Neue Ringmatrizen aus Edelstahl erfordern eine sorgfältige Einlaufprozedur, bevor die Produktionsmaterialien mit voller Kapazität betrieben werden können. Das Überspringen oder Überstürzen des Einlaufvorgangs ist eine der häufigsten Ursachen für vorzeitigen Matrizenausfall, Lochverstopfung und schlechte anfängliche Pelletqualität. Der Einfahrvorgang dient dazu, die Lochoberflächen der Matrize zu polieren, einen gleichmäßigen Schmierfilm aufzubauen und die Matrize unter Betriebsbedingungen thermisch zu stabilisieren, bevor sie der vollen Produktionsbeanspruchung ausgesetzt wird.
Das standardmäßige Einlaufverfahren für eine neue Edelstahl-Ringdüse beginnt damit, dass eine Mischung aus grobem öligem Material – typischerweise eine Mischung aus feiner Kleie oder Sägemehl mit Pflanzenöl mit einem Ölgehalt von etwa 5–8 % – bei niedriger Vorschubgeschwindigkeit und reduziertem Walzenspalt 20 bis 40 Minuten lang durch die Düse geführt wird. Dieses Schleifmittel-Schmiermittel-Gemisch poliert gleichzeitig die Oberflächen der Matrizenlöcher und bildet einen schützenden Ölfilm, der die Metall-zu-Metall-Reibung während der ersten Betriebsstunden verringert.
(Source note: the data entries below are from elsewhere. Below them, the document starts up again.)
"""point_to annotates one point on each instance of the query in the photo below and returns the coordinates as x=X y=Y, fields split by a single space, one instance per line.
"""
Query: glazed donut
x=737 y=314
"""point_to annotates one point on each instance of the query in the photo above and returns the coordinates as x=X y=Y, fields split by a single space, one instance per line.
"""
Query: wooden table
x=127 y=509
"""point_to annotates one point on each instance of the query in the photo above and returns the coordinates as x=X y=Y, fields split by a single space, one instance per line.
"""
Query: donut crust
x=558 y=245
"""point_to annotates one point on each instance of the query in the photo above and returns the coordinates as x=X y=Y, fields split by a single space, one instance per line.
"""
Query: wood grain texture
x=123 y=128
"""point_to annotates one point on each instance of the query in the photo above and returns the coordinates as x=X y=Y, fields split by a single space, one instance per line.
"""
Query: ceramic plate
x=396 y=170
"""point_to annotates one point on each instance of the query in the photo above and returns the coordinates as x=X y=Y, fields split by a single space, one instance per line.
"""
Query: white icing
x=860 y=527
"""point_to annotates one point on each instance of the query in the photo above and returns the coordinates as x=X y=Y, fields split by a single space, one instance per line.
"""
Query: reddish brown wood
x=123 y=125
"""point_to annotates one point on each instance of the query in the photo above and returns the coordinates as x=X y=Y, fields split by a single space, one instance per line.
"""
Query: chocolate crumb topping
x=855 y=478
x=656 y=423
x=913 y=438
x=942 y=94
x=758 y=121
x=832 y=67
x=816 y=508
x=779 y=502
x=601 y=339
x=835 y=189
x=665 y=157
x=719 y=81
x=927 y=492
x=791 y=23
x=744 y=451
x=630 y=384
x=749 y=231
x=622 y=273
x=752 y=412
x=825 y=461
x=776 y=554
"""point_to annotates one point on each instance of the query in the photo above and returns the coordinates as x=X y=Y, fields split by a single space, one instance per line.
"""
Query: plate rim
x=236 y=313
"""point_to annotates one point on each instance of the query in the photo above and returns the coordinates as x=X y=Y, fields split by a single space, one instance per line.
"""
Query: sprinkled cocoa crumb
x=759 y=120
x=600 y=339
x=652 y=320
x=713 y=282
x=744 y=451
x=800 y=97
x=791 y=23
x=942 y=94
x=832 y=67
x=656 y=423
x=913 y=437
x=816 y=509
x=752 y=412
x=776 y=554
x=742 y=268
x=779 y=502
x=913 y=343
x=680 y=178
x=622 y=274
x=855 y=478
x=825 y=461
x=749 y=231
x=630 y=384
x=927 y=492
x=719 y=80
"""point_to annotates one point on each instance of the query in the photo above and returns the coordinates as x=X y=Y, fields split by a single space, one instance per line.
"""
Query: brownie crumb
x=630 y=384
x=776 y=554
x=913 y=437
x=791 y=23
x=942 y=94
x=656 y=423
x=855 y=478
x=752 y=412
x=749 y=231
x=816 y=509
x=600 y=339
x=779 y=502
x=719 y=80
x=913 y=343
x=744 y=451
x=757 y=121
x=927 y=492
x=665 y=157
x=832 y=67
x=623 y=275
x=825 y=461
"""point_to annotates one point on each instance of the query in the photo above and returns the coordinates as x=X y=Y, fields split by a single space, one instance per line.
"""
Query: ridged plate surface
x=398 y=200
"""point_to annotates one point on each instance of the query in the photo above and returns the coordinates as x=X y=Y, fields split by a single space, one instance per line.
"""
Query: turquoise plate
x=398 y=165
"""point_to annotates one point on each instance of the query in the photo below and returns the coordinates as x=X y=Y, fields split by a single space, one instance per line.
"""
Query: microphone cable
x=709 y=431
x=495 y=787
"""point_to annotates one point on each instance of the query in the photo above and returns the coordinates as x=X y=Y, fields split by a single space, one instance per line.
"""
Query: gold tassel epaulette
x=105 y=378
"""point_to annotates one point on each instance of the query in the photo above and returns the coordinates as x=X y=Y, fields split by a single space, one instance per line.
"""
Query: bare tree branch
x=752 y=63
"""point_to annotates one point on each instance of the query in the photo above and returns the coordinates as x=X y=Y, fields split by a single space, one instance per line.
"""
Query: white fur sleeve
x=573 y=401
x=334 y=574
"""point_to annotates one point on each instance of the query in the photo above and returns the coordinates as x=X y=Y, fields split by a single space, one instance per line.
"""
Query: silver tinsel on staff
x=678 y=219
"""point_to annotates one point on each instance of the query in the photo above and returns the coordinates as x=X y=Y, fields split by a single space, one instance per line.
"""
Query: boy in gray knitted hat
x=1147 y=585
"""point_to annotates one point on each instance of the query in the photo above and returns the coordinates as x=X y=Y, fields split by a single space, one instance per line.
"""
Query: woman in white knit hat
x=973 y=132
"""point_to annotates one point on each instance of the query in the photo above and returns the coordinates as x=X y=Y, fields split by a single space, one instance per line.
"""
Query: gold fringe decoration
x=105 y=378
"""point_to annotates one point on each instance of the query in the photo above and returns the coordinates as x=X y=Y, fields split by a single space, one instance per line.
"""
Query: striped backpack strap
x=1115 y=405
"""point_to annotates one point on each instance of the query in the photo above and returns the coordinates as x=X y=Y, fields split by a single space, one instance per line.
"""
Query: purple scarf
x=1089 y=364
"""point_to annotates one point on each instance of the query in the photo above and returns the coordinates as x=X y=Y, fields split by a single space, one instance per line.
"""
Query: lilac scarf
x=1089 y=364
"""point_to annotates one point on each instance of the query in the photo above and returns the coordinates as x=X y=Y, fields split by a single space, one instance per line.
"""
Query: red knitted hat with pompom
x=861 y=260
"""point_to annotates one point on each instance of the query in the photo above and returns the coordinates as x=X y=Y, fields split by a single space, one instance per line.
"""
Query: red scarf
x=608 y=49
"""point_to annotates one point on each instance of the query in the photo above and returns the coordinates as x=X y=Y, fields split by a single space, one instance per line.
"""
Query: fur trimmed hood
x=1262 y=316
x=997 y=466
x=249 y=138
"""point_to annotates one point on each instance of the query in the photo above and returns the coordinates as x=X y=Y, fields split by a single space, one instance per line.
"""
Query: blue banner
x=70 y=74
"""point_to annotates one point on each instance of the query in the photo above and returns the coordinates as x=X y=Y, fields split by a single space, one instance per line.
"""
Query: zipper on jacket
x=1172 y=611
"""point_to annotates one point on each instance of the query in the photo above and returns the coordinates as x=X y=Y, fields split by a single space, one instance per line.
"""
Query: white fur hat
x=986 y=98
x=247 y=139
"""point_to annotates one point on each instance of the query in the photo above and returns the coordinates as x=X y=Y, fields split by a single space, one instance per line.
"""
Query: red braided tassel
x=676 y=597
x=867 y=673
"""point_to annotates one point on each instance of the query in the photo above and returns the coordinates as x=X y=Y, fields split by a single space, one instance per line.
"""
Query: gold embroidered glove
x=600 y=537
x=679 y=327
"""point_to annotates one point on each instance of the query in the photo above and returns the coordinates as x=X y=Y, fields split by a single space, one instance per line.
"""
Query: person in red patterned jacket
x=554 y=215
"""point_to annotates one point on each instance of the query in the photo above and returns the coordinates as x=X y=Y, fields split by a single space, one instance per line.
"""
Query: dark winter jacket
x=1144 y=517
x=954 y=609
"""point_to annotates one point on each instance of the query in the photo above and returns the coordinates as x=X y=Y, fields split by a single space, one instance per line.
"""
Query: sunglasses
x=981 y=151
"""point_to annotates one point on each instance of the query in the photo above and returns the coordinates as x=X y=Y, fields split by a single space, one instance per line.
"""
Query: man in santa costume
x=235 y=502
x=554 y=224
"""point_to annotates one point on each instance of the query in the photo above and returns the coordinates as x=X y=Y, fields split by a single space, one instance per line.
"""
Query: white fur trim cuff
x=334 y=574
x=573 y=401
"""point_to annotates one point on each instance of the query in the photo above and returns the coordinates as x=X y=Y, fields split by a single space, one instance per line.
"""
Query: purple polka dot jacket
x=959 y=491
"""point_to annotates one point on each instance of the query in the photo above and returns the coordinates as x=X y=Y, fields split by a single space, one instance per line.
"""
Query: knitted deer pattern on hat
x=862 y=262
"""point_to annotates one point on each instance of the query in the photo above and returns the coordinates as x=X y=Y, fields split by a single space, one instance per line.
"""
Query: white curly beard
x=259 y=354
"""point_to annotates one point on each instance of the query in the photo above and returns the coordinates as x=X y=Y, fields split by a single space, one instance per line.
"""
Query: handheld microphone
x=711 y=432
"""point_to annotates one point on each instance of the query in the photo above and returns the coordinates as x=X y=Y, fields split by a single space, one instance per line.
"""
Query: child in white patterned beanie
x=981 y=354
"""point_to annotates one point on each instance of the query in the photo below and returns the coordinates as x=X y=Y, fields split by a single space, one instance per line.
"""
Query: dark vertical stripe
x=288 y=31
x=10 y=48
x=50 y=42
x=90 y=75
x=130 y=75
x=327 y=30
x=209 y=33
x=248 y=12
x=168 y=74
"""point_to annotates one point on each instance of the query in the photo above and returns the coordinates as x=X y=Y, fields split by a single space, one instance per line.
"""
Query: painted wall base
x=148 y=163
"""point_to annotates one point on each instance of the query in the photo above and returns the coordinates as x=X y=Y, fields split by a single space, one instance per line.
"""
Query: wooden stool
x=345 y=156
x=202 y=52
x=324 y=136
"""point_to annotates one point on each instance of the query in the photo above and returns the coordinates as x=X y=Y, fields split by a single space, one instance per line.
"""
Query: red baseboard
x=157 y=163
Der Walzenspalt sollte während der ersten Produktionsstunde schrittweise in Richtung des Betriebsspiels verringert werden, und die Zufuhrraten des Produktionsmaterials sollten in den ersten zwei bis vier Betriebsstunden schrittweise erhöht werden, anstatt sofort auf die volle Kapazität hochzufahren.
Eine hochwertige Ringmatrize aus Edelstahl stellt eine erhebliche Kapitalinvestition dar und ihre Lebensdauer hängt weitgehend davon ab, wie gut sie zwischen und während der Produktionsläufe gewartet wird. Konsequente Wartungspraktiken können die Lebensdauer der Matrizen im Vergleich zu vernachlässigten Matrizen um den Faktor zwei oder mehr verlängern.